2021-09 , Emara, Mariam , dos Santos, Marcos , Chartier, Noah , Ackley, Jamey , Puranik, Tejas G. , Payan, Alexia P. , Kirby, Michelle R. , Pinon, Olivia J. , Mavris, Dimitri N.

The hazards posed by turbulence remain an important issue in commercial aviation safety analysis. Turbulence is among the leading cause of in-flight injury to passengers and flight attendants. Current methods of turbulence detection may suffer from sparse or inaccurate forecast data sets, low spatial and temporal resolution , and lack of in-situ reports. The increased availability of flight data records offers an opportunity to improve the state-of-the-art in turbulence detection. The Eddy Dissipation Rate (EDR) is consistently recognized as a reliable measure of turbulence and is widely used in the aviation industry.
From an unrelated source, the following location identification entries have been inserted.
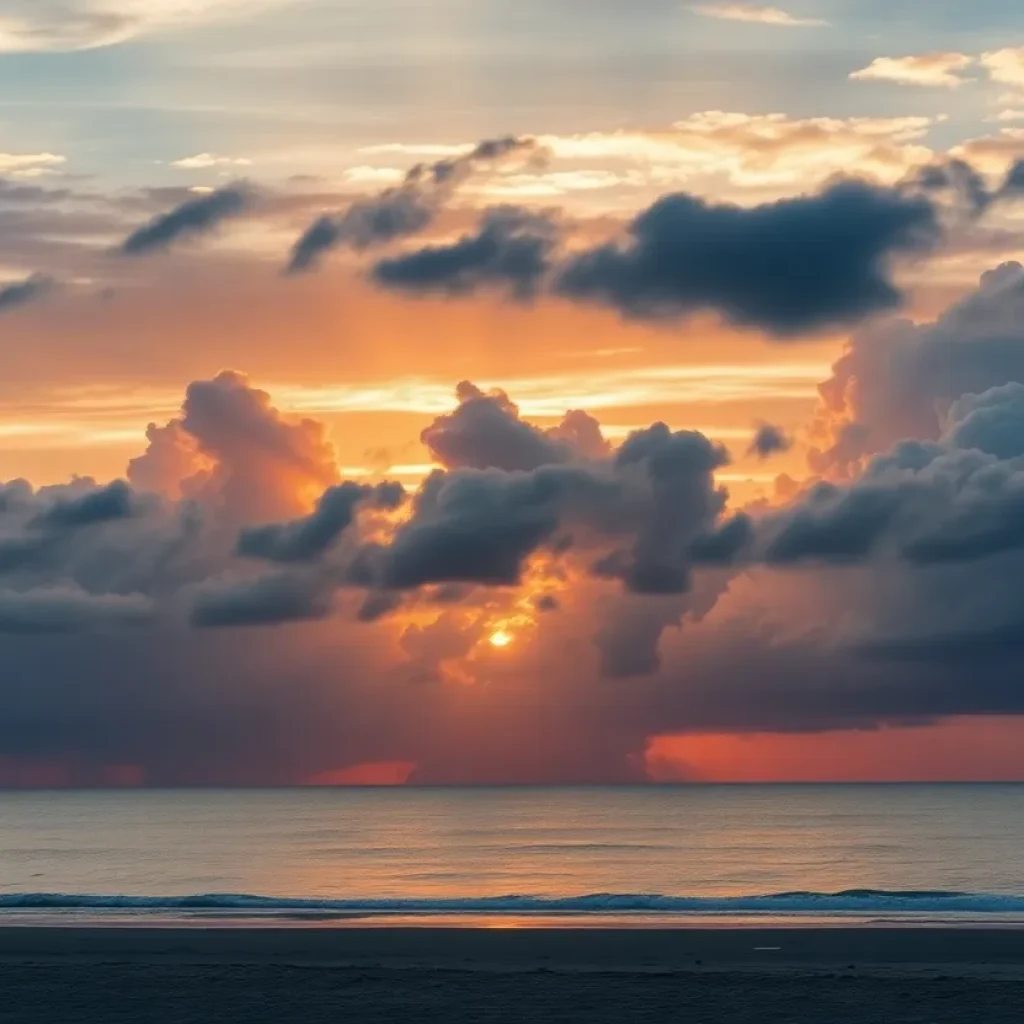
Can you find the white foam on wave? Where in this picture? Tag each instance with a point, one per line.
(872, 901)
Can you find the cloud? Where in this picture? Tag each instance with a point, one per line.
(1006, 66)
(306, 540)
(788, 267)
(769, 440)
(192, 219)
(115, 501)
(935, 70)
(205, 161)
(57, 26)
(757, 13)
(897, 380)
(404, 209)
(511, 249)
(231, 449)
(268, 600)
(485, 432)
(851, 604)
(69, 610)
(636, 513)
(20, 293)
(763, 152)
(30, 165)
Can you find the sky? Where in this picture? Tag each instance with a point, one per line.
(471, 392)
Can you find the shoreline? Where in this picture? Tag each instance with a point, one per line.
(528, 948)
(511, 976)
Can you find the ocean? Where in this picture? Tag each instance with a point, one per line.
(730, 855)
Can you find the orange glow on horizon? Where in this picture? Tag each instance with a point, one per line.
(967, 750)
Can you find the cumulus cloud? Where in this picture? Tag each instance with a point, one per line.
(485, 431)
(205, 161)
(407, 208)
(764, 152)
(190, 219)
(757, 13)
(307, 539)
(944, 70)
(897, 380)
(70, 609)
(511, 250)
(20, 293)
(235, 451)
(848, 604)
(788, 267)
(1006, 66)
(266, 600)
(30, 165)
(769, 440)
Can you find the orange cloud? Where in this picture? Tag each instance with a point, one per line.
(962, 750)
(369, 773)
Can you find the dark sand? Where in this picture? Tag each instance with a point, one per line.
(449, 976)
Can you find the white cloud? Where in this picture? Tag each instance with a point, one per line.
(993, 154)
(202, 161)
(1006, 66)
(56, 26)
(758, 151)
(30, 165)
(938, 70)
(756, 12)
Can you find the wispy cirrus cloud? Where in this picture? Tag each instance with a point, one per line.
(30, 165)
(758, 13)
(944, 70)
(206, 161)
(60, 26)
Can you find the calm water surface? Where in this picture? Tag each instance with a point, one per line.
(444, 850)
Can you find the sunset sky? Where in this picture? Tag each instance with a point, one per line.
(466, 391)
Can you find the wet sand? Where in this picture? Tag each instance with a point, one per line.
(355, 975)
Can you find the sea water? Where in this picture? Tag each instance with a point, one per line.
(726, 854)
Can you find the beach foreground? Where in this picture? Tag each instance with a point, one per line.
(797, 975)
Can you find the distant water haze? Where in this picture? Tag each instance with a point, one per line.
(672, 852)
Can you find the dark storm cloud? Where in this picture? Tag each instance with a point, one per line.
(897, 380)
(305, 540)
(473, 526)
(958, 500)
(69, 609)
(649, 503)
(20, 293)
(769, 440)
(788, 267)
(233, 450)
(511, 250)
(485, 431)
(115, 501)
(403, 210)
(268, 600)
(841, 630)
(190, 219)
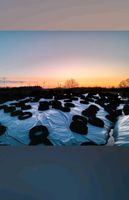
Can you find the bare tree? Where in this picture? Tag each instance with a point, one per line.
(71, 83)
(124, 83)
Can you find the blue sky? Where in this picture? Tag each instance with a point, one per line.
(64, 15)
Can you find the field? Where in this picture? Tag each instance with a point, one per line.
(78, 116)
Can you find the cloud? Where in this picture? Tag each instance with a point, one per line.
(5, 81)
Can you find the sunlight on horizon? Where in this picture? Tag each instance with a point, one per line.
(48, 58)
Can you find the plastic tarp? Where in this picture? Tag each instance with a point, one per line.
(121, 131)
(57, 122)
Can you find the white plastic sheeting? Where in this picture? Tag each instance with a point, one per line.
(121, 131)
(57, 122)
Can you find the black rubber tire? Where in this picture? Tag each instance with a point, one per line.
(16, 113)
(26, 107)
(40, 138)
(70, 105)
(25, 115)
(9, 109)
(2, 129)
(65, 109)
(79, 127)
(79, 118)
(95, 121)
(43, 105)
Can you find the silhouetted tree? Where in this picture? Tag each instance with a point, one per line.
(124, 83)
(71, 83)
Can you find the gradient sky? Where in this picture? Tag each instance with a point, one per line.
(92, 58)
(64, 15)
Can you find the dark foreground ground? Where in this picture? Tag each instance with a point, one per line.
(22, 92)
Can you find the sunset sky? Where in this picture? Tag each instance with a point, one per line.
(64, 15)
(92, 58)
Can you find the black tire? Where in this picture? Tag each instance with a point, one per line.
(2, 129)
(25, 115)
(16, 113)
(38, 134)
(65, 109)
(9, 109)
(95, 121)
(56, 104)
(79, 118)
(3, 107)
(26, 107)
(70, 105)
(43, 105)
(79, 127)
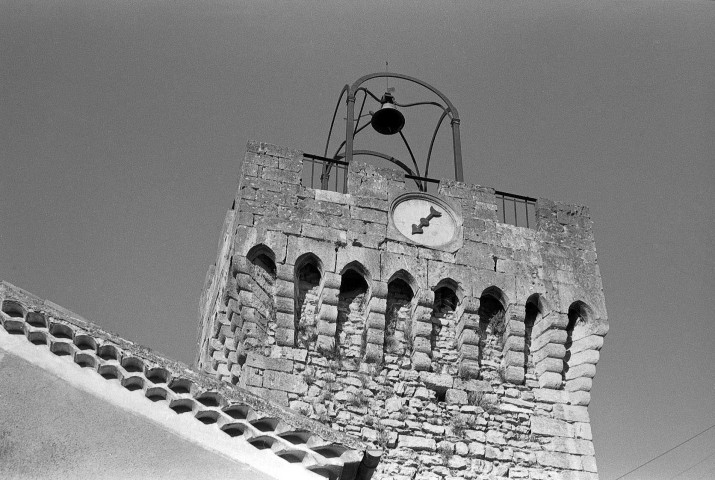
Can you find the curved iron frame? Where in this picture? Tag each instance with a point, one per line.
(352, 127)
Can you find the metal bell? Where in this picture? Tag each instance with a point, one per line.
(388, 120)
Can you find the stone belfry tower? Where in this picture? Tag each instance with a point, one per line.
(456, 331)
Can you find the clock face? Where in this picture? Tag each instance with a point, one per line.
(425, 219)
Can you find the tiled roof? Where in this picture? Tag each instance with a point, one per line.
(228, 409)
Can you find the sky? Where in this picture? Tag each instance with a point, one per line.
(123, 125)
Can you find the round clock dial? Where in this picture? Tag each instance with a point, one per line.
(425, 219)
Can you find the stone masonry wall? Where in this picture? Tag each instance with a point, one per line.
(473, 363)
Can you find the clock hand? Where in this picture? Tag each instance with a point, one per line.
(424, 222)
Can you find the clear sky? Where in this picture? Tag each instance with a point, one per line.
(123, 125)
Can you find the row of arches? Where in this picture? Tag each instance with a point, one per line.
(347, 314)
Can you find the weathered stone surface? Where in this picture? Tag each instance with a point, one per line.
(458, 397)
(571, 445)
(416, 443)
(259, 361)
(551, 427)
(572, 413)
(437, 382)
(550, 396)
(550, 380)
(579, 384)
(559, 460)
(401, 372)
(591, 342)
(285, 382)
(583, 370)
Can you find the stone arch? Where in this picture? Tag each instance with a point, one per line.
(399, 310)
(579, 315)
(447, 298)
(353, 300)
(308, 279)
(260, 310)
(263, 257)
(493, 304)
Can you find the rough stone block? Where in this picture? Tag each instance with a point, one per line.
(547, 395)
(583, 370)
(327, 329)
(583, 384)
(469, 352)
(373, 353)
(514, 375)
(458, 397)
(592, 342)
(559, 460)
(421, 361)
(285, 337)
(550, 380)
(285, 382)
(469, 337)
(592, 327)
(583, 430)
(390, 263)
(571, 413)
(550, 336)
(514, 344)
(550, 350)
(571, 445)
(416, 443)
(277, 396)
(436, 381)
(549, 322)
(584, 357)
(473, 385)
(580, 398)
(265, 363)
(368, 215)
(549, 365)
(325, 251)
(250, 377)
(514, 359)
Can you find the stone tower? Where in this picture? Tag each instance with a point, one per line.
(430, 325)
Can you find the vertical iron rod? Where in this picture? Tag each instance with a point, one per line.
(457, 142)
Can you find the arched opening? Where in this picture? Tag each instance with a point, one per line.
(442, 337)
(492, 322)
(263, 258)
(352, 302)
(398, 315)
(578, 314)
(307, 290)
(263, 280)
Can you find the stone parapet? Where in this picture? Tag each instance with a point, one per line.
(480, 366)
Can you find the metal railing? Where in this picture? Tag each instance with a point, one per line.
(516, 210)
(325, 173)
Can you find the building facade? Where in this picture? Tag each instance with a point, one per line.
(458, 342)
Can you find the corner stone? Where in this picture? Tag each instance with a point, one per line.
(417, 443)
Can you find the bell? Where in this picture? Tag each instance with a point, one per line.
(388, 120)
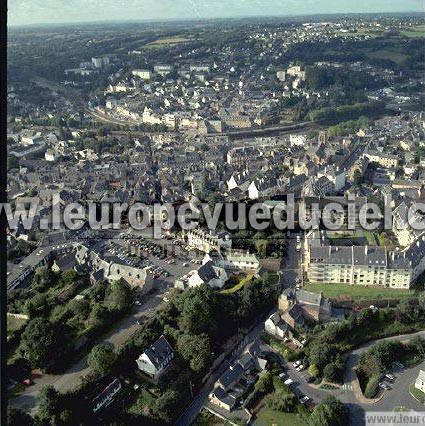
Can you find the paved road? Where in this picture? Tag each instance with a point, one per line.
(71, 379)
(397, 396)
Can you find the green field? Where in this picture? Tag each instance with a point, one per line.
(267, 417)
(345, 291)
(238, 286)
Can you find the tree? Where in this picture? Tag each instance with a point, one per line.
(357, 177)
(330, 373)
(330, 412)
(37, 306)
(49, 405)
(119, 296)
(195, 349)
(282, 401)
(197, 307)
(41, 342)
(101, 359)
(320, 354)
(17, 417)
(43, 278)
(12, 162)
(313, 370)
(164, 406)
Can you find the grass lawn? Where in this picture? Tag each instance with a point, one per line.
(346, 291)
(238, 286)
(267, 417)
(416, 393)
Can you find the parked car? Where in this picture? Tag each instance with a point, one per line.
(384, 385)
(304, 399)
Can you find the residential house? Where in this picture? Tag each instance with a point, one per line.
(156, 359)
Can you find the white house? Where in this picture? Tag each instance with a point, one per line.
(275, 326)
(209, 274)
(420, 381)
(156, 359)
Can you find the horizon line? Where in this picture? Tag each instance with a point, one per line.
(206, 19)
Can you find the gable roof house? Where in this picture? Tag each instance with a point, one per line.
(156, 359)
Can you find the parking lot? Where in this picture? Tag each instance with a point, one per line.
(166, 258)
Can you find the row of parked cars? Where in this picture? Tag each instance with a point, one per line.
(303, 399)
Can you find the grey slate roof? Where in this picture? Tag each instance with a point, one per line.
(159, 351)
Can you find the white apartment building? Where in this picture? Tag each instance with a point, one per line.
(207, 242)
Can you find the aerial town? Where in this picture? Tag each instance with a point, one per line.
(232, 325)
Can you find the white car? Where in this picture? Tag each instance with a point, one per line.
(304, 399)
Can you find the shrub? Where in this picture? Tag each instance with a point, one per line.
(372, 386)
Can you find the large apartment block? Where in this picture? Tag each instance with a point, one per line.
(365, 265)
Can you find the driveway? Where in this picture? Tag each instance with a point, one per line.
(388, 400)
(71, 379)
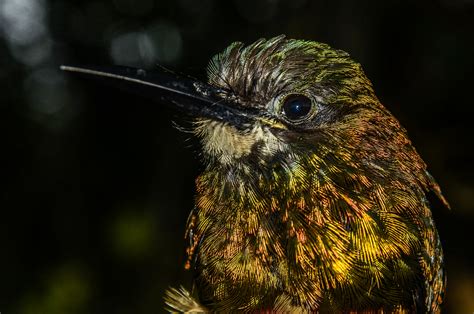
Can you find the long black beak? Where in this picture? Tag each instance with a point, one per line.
(190, 96)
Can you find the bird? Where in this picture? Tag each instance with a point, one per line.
(312, 197)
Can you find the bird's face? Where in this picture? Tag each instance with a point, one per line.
(301, 94)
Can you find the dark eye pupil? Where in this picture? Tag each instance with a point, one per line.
(296, 107)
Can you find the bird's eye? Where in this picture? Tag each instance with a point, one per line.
(296, 106)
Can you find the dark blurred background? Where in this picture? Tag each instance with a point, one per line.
(97, 183)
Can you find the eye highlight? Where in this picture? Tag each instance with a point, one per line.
(296, 107)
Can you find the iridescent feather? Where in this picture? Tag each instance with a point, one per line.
(331, 215)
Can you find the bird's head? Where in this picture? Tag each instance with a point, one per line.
(299, 99)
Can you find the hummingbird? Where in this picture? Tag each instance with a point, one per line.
(312, 197)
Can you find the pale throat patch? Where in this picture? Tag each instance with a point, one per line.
(228, 144)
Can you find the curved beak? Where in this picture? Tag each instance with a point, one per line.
(191, 97)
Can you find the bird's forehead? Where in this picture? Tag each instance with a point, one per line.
(268, 68)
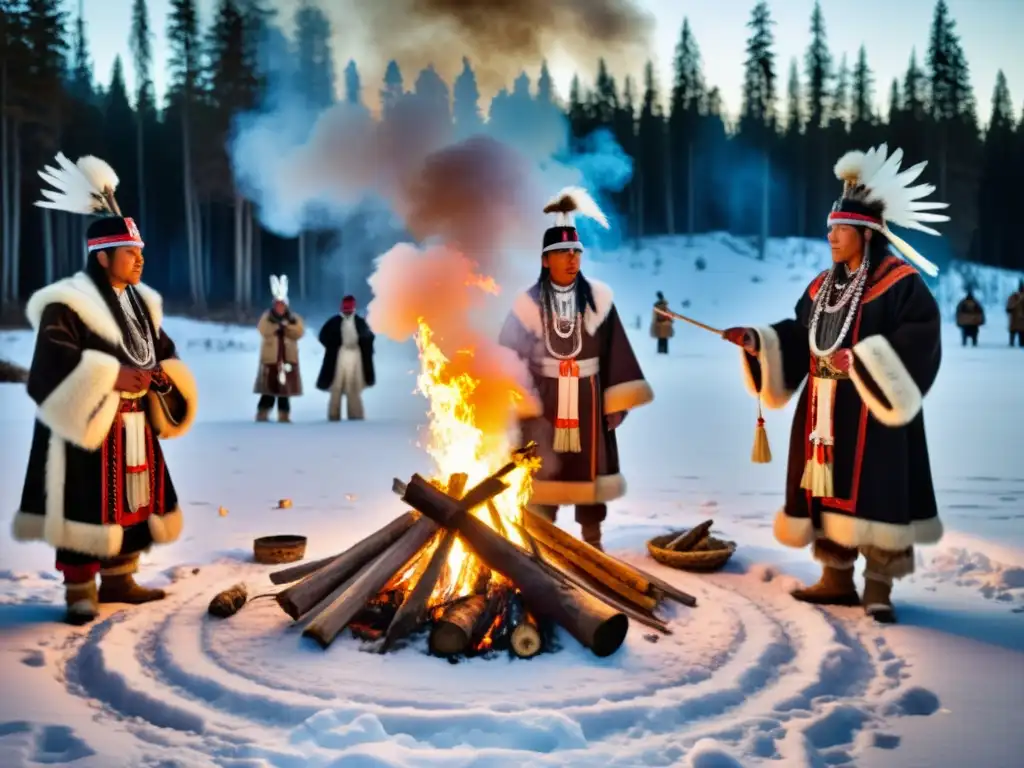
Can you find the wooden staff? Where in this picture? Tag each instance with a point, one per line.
(677, 315)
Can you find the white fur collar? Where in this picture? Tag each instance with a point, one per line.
(80, 294)
(527, 310)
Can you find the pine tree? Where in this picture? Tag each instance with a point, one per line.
(757, 120)
(817, 68)
(840, 112)
(795, 107)
(353, 86)
(545, 86)
(997, 190)
(913, 91)
(80, 77)
(315, 70)
(466, 102)
(861, 112)
(393, 89)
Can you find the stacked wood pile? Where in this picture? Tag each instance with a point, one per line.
(383, 588)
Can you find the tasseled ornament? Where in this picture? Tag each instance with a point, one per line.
(762, 451)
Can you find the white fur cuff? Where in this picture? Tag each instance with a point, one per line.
(183, 381)
(890, 375)
(773, 392)
(82, 408)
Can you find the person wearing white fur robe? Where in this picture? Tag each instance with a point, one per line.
(109, 387)
(585, 373)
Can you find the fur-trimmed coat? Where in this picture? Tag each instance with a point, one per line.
(280, 337)
(592, 476)
(884, 496)
(74, 495)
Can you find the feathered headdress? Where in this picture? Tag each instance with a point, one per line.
(86, 186)
(279, 288)
(563, 236)
(876, 193)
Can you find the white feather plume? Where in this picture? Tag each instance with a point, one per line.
(577, 200)
(279, 288)
(884, 183)
(83, 187)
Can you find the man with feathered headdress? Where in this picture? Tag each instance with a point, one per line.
(866, 333)
(278, 377)
(108, 384)
(587, 377)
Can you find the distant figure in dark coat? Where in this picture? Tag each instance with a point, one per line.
(970, 317)
(662, 328)
(1015, 310)
(348, 361)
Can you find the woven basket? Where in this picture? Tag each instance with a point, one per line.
(711, 554)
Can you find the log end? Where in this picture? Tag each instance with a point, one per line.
(610, 635)
(525, 641)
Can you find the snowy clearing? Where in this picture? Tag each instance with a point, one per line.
(750, 677)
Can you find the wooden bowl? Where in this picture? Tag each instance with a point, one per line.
(272, 550)
(710, 555)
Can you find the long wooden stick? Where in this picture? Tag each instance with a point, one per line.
(677, 315)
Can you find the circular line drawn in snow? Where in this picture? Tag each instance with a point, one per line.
(757, 672)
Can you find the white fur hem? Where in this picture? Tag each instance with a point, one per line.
(885, 367)
(848, 530)
(82, 408)
(183, 381)
(528, 311)
(81, 295)
(557, 493)
(773, 392)
(628, 395)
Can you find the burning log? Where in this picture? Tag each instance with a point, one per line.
(295, 572)
(524, 636)
(453, 633)
(414, 610)
(589, 620)
(630, 574)
(491, 631)
(333, 619)
(298, 599)
(579, 578)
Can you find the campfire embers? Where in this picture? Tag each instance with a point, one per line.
(481, 582)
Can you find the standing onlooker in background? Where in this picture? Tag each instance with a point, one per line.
(970, 317)
(660, 326)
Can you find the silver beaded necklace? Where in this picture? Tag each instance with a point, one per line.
(849, 299)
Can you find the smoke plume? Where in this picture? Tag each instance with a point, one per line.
(499, 36)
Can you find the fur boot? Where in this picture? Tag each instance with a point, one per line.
(117, 584)
(878, 600)
(82, 603)
(836, 587)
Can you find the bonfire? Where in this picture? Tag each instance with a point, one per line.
(469, 561)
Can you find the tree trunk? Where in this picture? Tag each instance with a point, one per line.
(15, 217)
(48, 255)
(140, 166)
(5, 223)
(302, 264)
(670, 173)
(590, 621)
(240, 268)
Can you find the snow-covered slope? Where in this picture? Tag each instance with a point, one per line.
(749, 678)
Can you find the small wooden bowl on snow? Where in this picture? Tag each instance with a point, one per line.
(710, 554)
(273, 550)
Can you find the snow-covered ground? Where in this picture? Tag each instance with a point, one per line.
(750, 677)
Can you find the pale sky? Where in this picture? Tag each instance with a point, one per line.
(889, 29)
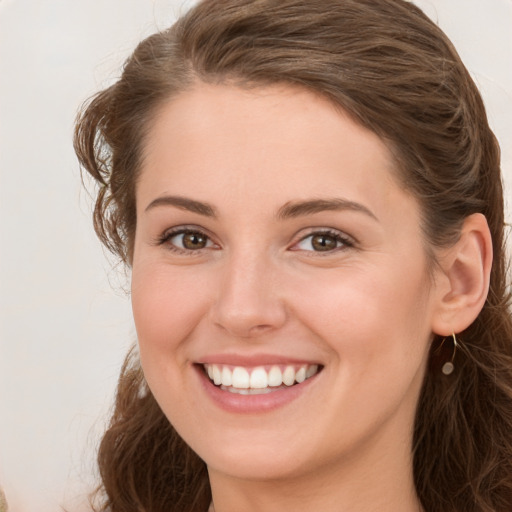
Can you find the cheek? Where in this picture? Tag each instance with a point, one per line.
(364, 314)
(166, 305)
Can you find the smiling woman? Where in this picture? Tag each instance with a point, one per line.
(309, 198)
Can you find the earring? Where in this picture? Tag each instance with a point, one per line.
(448, 367)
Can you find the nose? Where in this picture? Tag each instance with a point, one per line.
(249, 303)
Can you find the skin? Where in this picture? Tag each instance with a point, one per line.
(365, 310)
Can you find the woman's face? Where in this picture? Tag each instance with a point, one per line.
(274, 244)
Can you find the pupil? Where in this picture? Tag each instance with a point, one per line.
(194, 241)
(323, 243)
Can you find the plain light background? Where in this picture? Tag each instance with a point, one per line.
(65, 320)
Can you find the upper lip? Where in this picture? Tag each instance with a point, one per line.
(254, 360)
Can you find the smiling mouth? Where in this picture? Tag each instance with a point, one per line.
(260, 379)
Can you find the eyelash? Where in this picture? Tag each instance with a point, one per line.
(345, 241)
(165, 239)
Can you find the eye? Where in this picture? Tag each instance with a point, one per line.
(186, 240)
(323, 241)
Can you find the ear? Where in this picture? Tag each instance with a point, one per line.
(462, 282)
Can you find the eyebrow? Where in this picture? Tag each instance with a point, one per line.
(289, 210)
(299, 208)
(183, 203)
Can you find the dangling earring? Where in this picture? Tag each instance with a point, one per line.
(448, 367)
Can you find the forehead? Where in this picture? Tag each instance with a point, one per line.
(273, 143)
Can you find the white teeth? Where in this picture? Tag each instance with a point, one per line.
(311, 371)
(300, 376)
(259, 380)
(217, 379)
(275, 376)
(289, 376)
(226, 376)
(240, 378)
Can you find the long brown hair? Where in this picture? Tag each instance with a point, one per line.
(392, 69)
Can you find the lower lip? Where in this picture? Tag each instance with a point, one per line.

In this paper, both classification and regression supervised machine learning models are used in conjunction with flight operations quality assurance (FOQA) data collected from 6,000 routine flights to estimate the EDR (and thereby turbulence severity) in future time horizons. Data from routine airline operations that encountered different levels of turbulence is collected and analyzed for this purpose. Results indicate that the models are able to perform reasonably well in predicting the EDR and turbulence severity around 10 seconds prior to encountering a turbulence event. Continuous deployment of the model enables obtaining a near-continuous prediction of possible future turbulence events and builds the capability towards an early warning system for pilots and flight attendants.